Traffic study: Most soccer parents aren’t speeding in Lehi

Soccer practices at Olympic Park are causing problems in a Lehi neighborhood. (Photo courtesy Google Maps)

Soccer practices at Olympic Park are causing problems in a Lehi neighborhood. (Photo courtesy Google Maps)

More traffic study results are in, and the majority of people driving through a northwest Lehi neighborhood on their way to soccer games aren’t speeding.

“We went through them; the speeds are very reasonable,” said Lehi Streets Superintendent Wade Allred, of the traffic study.

Residents in the Parkside Estates subdivision, which borders Olympic Park, have been upset over traffic going to the park for soccer games. Competitive soccer teams reserve and rent the fields, bringing hundreds of kids and parents to the neighborhood every week during fall and spring, clogging the two residential streets that lead to the park, 1540 North and 1775 North. The teams practice and play games at the park, which is 15 acres and has a pavilion, playground, volleyball and basketball courts, horseshoe pits and, right now, one soccer field and a smaller practice field. Come spring, a second soccer field will be ready for use.

There are only two roads people can take to get to the park, 1540 North and 1775 North, and both are residential streets lined with trees. Residents say cars going to the soccer field speed through the neighborhood — one child was hit by a car that was headed to the soccer field — and park up and down the street.

The city did a traffic study before the soccer season started, counting cars and measuring speeds, and another one after it was in season. Allred says the 85th percentile speed on 1775 North was about 26 mph, and the 85th percentile speeds for 1540 North were about 23 mph. The city tracks the 85th percentile, which is also the federal standard, because it tosses out the fastest and slowest drivers. And the only day traffic counts jumped was Tuesday afternoon when soccer games weren’t happening, though it might have been a practice day.

Maybe people are slowing down now, but that doesn’t mean there isn’t a problem in the neighborhood, said resident Jeri Blackwell. “We still have people going fast through that neighborhood.”

One of her neighbors won’t let her children play outside between 3 and 6 p.m., Blackwell said, because the street isn’t safe with all the traffic and the people who aren’t in the 85th percentile and are speeding. She wanted to know if they can ask for patrol officers.

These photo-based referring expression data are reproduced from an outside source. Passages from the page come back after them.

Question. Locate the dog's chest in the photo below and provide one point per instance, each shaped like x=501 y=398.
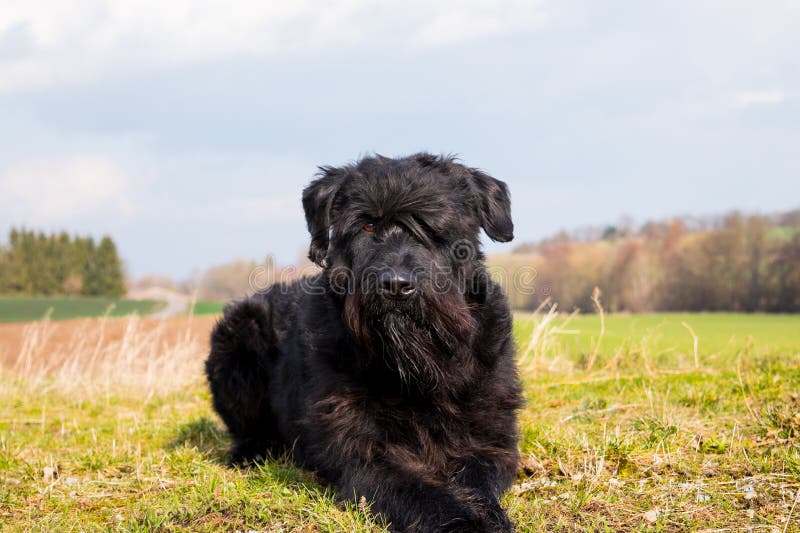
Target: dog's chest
x=423 y=436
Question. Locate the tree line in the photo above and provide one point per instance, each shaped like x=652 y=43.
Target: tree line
x=736 y=263
x=40 y=264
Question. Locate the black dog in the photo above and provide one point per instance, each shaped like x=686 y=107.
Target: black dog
x=391 y=373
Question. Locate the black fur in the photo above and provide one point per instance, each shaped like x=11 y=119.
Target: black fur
x=407 y=398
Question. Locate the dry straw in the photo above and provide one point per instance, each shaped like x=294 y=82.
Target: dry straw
x=140 y=356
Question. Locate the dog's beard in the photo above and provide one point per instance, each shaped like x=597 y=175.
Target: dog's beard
x=414 y=339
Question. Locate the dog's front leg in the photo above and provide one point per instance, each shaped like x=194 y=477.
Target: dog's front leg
x=485 y=480
x=411 y=504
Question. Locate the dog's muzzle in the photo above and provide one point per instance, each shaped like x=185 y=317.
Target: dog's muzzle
x=397 y=285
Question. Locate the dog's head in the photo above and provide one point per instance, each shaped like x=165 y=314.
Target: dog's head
x=399 y=240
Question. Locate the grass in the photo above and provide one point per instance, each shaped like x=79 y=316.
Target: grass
x=625 y=434
x=208 y=308
x=20 y=309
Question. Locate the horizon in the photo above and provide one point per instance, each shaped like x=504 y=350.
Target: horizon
x=188 y=135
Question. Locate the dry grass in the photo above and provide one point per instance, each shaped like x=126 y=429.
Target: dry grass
x=103 y=356
x=106 y=424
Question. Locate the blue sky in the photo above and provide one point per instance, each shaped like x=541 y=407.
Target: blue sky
x=188 y=129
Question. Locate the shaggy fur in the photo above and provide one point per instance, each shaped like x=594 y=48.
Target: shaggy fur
x=391 y=372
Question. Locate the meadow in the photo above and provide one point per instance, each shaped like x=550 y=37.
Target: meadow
x=663 y=422
x=24 y=308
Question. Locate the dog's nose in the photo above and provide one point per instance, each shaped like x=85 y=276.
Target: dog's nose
x=397 y=284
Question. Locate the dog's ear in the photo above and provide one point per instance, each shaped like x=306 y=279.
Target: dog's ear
x=494 y=206
x=317 y=201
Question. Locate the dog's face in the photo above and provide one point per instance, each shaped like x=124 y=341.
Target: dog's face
x=399 y=240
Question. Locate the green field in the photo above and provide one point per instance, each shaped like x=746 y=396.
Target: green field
x=20 y=309
x=631 y=434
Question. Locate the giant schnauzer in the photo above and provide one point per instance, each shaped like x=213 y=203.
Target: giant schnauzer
x=391 y=372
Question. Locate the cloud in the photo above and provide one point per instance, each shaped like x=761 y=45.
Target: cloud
x=481 y=19
x=61 y=189
x=57 y=42
x=755 y=98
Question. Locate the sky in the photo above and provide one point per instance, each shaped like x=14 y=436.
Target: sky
x=187 y=129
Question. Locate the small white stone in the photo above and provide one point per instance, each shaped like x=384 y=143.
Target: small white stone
x=48 y=473
x=652 y=515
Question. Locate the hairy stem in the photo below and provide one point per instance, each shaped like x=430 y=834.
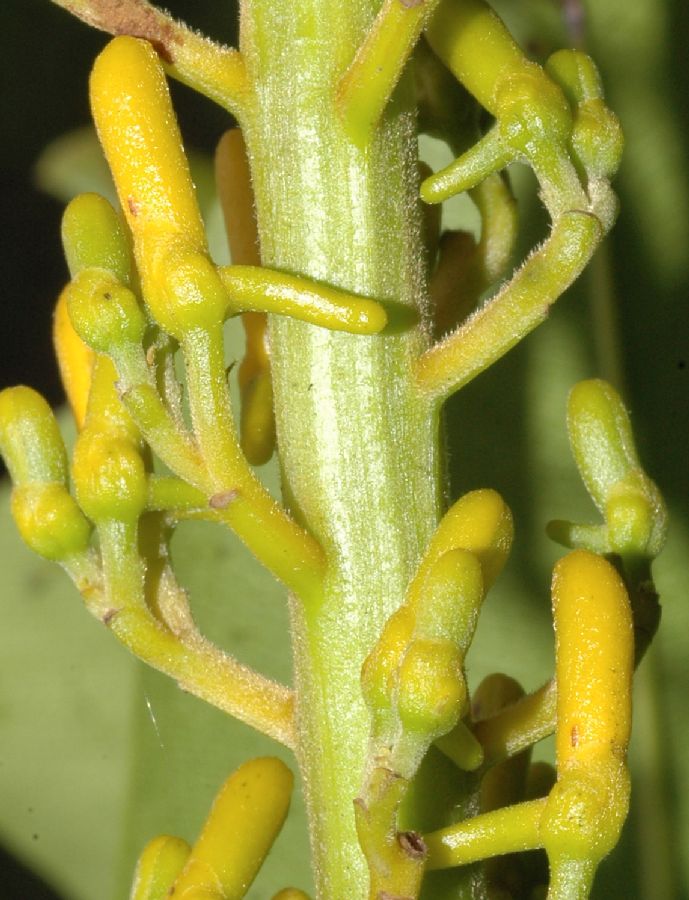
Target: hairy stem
x=358 y=444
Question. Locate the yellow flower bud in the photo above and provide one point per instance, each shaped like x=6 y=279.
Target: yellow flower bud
x=75 y=360
x=245 y=819
x=431 y=690
x=49 y=520
x=105 y=314
x=379 y=672
x=161 y=861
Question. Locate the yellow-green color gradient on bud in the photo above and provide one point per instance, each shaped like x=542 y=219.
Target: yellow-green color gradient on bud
x=602 y=442
x=109 y=477
x=245 y=819
x=49 y=520
x=30 y=440
x=93 y=235
x=104 y=312
x=138 y=130
x=161 y=861
x=594 y=654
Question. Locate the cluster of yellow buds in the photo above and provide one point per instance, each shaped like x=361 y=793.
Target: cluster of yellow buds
x=246 y=817
x=414 y=683
x=145 y=288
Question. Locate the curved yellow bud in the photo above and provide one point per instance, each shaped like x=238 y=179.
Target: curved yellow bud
x=75 y=361
x=161 y=861
x=266 y=290
x=49 y=520
x=380 y=667
x=479 y=522
x=594 y=658
x=245 y=819
x=594 y=650
x=138 y=130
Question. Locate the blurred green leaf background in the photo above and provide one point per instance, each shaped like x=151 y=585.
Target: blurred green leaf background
x=98 y=754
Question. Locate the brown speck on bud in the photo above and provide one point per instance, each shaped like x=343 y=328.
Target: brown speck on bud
x=574 y=736
x=108 y=616
x=412 y=843
x=136 y=18
x=223 y=499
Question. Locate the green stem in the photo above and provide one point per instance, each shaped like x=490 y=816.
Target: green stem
x=358 y=444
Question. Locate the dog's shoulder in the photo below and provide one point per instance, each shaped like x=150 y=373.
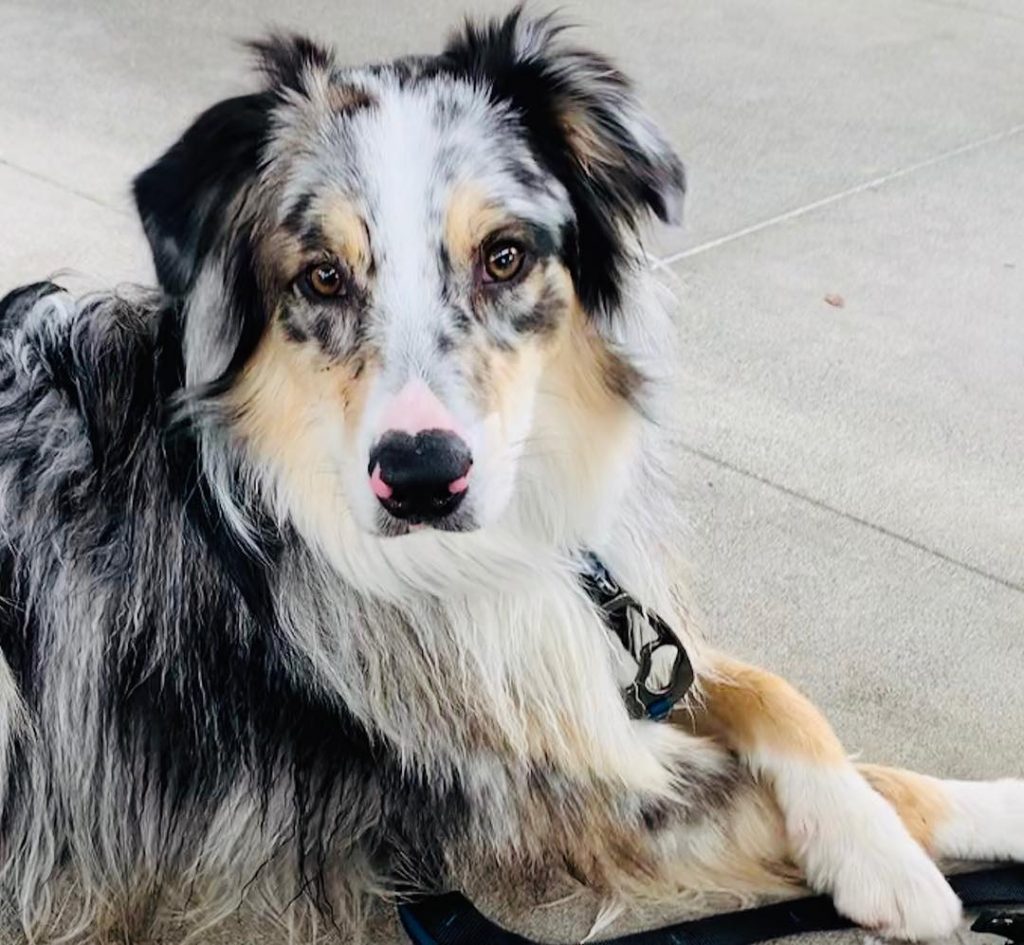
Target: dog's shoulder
x=77 y=378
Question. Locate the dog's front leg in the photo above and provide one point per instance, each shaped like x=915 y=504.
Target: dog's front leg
x=845 y=836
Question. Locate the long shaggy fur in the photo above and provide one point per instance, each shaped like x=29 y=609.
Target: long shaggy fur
x=202 y=699
x=231 y=676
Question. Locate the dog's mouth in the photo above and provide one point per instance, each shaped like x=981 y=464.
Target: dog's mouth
x=459 y=519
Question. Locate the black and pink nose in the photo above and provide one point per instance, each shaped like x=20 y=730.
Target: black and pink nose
x=419 y=469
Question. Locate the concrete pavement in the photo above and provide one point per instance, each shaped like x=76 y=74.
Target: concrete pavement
x=855 y=472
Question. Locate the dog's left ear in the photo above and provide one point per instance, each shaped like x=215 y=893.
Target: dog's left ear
x=182 y=199
x=587 y=126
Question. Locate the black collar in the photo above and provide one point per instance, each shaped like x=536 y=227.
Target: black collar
x=620 y=608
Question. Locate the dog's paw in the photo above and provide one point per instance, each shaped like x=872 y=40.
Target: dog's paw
x=985 y=820
x=853 y=846
x=896 y=892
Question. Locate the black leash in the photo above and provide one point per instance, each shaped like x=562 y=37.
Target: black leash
x=452 y=919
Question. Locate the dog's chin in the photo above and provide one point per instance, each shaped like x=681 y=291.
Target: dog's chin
x=388 y=526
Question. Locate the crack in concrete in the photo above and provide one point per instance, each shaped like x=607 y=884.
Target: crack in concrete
x=665 y=262
x=1007 y=583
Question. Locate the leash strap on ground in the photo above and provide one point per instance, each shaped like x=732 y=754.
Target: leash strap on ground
x=452 y=919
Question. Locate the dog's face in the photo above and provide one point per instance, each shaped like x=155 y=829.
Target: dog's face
x=381 y=267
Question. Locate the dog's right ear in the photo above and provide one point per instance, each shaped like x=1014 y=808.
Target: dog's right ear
x=182 y=198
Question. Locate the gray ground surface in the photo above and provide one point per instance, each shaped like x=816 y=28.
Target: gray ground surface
x=855 y=472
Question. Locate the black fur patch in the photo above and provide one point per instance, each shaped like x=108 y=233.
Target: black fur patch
x=183 y=198
x=543 y=88
x=287 y=58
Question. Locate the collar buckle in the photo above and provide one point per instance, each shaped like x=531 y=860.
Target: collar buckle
x=620 y=608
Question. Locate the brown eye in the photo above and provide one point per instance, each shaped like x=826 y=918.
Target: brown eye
x=503 y=260
x=323 y=280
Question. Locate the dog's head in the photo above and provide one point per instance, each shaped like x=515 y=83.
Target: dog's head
x=380 y=269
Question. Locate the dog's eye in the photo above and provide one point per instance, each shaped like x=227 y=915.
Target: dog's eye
x=323 y=280
x=503 y=260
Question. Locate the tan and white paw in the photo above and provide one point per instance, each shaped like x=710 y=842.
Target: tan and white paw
x=985 y=821
x=853 y=846
x=900 y=895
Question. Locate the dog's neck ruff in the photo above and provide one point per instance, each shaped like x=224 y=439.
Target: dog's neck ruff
x=622 y=613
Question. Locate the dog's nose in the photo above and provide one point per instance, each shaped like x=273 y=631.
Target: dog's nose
x=420 y=477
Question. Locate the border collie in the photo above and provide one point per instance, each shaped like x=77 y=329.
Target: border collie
x=291 y=609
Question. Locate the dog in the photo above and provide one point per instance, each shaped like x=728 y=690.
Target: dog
x=291 y=611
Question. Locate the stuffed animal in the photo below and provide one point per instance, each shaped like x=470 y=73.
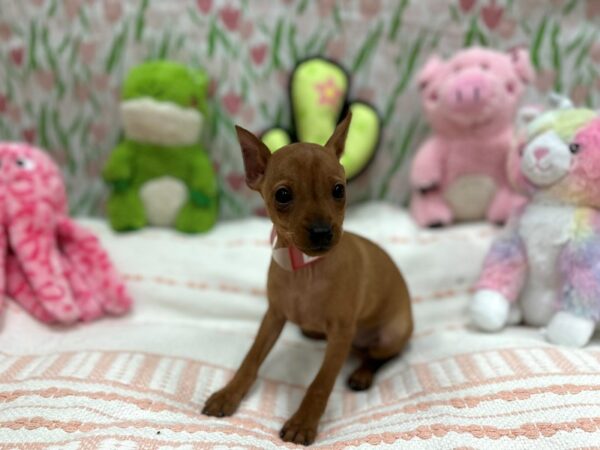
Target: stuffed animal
x=318 y=97
x=545 y=267
x=159 y=173
x=471 y=101
x=54 y=268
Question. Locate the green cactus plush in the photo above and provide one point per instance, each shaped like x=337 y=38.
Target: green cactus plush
x=159 y=173
x=318 y=95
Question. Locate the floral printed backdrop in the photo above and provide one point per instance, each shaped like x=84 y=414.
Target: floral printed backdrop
x=62 y=63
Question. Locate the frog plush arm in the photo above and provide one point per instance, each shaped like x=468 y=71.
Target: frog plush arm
x=579 y=300
x=200 y=212
x=500 y=282
x=117 y=170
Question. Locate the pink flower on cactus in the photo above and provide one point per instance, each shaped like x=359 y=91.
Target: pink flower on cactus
x=492 y=14
x=258 y=54
x=230 y=17
x=246 y=29
x=16 y=55
x=466 y=5
x=29 y=135
x=204 y=5
x=113 y=10
x=232 y=102
x=236 y=181
x=5 y=31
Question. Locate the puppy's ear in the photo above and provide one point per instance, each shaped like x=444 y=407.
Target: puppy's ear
x=338 y=139
x=255 y=154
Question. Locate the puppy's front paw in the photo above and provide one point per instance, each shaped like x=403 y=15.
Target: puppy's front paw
x=489 y=310
x=299 y=430
x=222 y=403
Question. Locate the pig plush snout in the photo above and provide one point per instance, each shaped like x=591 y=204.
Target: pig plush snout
x=468 y=91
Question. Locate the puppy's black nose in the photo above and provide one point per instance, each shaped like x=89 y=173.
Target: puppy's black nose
x=320 y=234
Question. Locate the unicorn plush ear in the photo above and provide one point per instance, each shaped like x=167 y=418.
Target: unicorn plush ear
x=427 y=73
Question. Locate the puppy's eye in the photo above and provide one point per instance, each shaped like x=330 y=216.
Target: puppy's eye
x=283 y=196
x=25 y=164
x=339 y=191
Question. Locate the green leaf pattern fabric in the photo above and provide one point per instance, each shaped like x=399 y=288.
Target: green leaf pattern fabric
x=62 y=63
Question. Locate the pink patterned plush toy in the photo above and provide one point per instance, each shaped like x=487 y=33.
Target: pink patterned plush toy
x=459 y=173
x=54 y=268
x=545 y=267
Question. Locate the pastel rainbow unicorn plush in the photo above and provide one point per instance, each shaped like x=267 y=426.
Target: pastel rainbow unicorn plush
x=545 y=267
x=54 y=268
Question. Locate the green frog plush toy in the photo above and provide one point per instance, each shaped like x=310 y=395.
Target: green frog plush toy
x=159 y=173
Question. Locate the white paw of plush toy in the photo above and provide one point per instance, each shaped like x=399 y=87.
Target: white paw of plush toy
x=545 y=267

Lehi Mayor Bert Wilson assured her the city isn’t done. “We’ll still continue to work with you; we’re not giving up on the area.” He said there have been police patrols on those streets but the city can’t commit to regularly scheduled patrol times because the rest of the city needs police too.

Allred said the city sent a letter to the soccer teams and the organization has been proactive about the traffic problems. The city also is encouraging residents to trim trees to improve line of site on the street, making it safer — it’s offering to dispose of cuttings. In addition, it’s planning to push Parkside Drive through to 1500 North so there would be three roads to share traffic going to Olympic Park.